Émotion intense, remue-ménage. Il cherche nos dossiers, les ouvre, constate qu’au coin en haut à droite il y avait bien un gros 3 et non pas un 5 : trois demis ! Il pâlit, gêné, s’excuse platement, nous dit que ce genre d’incident n’arrive jamais et nous prépare immédiatement des cartes pour passer les deux planches de maths du Petit Oral, l’étape suivante du concours. Nous étions miraculeusement à nouveau en selle et, dans notre malheur, nous avions un tout petit avantage : contrairement à nos camarades reçus à l’écrit, nous connaissions nos (médiocres) notes…
Le Petit Oral : le couperet
Nous avons donc été ajoutés in extremis en bons derniers sur les listes de passage, à 18 h 30. Quelle histoire improbable ! Lorsqu’on passe en dernier, on se retrouve devant la possibilité de deux cas de figure : un professeur fatigué et donc irritable, ou alors un professeur heureux de finir sa journée et donc plutôt de bonne humeur. J’ai eu droit aux deux cas de figure. Le premier m’a posé un problème difficile, m’a laissé impitoyablement sécher et m’a mis sans état d’âme 8⁄20. Le deuxième était détendu, nous avons aimablement dialogué – y compris sur la Grèce – et j’ai obtenu in fine un 14⁄20. La moyenne des deux notes me permettait de passer à l’étape suivante, le Grand Oral, ce qui n’a hélas pas été le cas pour mon camarade F : le couperet est tombé pour lui.
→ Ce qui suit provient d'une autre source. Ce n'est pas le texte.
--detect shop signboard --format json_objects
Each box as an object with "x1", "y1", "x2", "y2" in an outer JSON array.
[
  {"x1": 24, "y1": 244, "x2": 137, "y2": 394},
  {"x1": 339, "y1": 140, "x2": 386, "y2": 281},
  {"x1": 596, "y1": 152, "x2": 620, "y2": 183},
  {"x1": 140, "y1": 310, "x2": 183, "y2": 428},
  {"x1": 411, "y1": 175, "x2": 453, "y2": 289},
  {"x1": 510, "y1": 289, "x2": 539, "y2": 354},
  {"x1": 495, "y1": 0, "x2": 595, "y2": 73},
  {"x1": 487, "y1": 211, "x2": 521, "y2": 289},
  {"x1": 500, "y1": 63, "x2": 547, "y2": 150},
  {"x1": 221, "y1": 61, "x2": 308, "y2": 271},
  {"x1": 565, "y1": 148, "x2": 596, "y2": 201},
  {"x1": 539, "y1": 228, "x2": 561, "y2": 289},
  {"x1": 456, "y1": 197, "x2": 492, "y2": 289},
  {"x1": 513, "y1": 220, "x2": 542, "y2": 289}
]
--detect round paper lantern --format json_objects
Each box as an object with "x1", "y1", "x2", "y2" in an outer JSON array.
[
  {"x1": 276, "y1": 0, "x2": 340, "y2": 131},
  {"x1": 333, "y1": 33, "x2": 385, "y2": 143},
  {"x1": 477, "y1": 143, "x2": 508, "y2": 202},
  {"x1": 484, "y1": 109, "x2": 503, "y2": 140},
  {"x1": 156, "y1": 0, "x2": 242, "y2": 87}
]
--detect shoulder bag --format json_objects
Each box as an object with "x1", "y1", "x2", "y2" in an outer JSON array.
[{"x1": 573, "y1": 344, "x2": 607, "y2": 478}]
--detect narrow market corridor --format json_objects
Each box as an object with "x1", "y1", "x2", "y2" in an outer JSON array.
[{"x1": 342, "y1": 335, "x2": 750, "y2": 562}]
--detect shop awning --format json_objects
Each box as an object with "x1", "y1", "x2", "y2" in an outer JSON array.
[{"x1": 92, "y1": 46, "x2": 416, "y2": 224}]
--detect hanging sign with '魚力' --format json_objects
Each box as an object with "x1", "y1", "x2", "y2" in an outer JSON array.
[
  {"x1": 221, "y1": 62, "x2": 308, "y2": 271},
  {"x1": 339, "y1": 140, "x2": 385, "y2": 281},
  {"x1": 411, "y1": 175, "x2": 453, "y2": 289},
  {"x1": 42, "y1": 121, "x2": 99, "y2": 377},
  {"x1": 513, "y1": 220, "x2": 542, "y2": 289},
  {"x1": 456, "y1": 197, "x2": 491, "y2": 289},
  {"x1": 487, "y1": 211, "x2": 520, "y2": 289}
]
Le Grand Oral : le portail s’ouvre
Je suis plutôt plus à l’aise à l’oral qu’à l’écrit : j’ai fort heureusement réussi à passer brillamment l’épreuve du Grand Oral et à intégrer l’École, même si mon classement était moyen. Nous attendions à Brindisi avec mon frère le ferry-boat pour aller voir nos parents à Athènes. J’ai acheté Le Monde, il y avait les résultats du concours et mon nom y était : j’étais reçu ! Le regard de mon frère sur moi a changé. J’avais par deux fois failli déclarer forfait et tout arrêter : sauvé par la sagesse grecque ? Mon destin se traçait.
L’X m’a ouvert le monde
Que m’a donc apporté l’École polytechnique ? Tout d’abord deux années de pensionnat de 1962 à 1964, une particularité de l’École : ces années ont été pour moi une extraordinaire immersion dans la vie de la société française. Complétées par ma naturalisation en 1965 et mon service militaire. Ensuite, grâce à mon diplôme de l’X, j’ai continué mes études scientifiques avec aisance, tant en France qu’aux États-Unis : École des mines et Master of Science à Stanford. Et, pour compléter le tout, une réussite à Sciences-Po. Ai-je donc eu raison d’insister autant pour entrer à l’X ? Avec le recul, je réponds sans aucune hésitation oui, malgré un parcours semé d’embûches. Le mot de la fin, un ami d’Athènes me l’a donné : « Collé à l’écrit et reçu, il fallait être grec pour le faire… » Je suis devenu un citoyen du monde.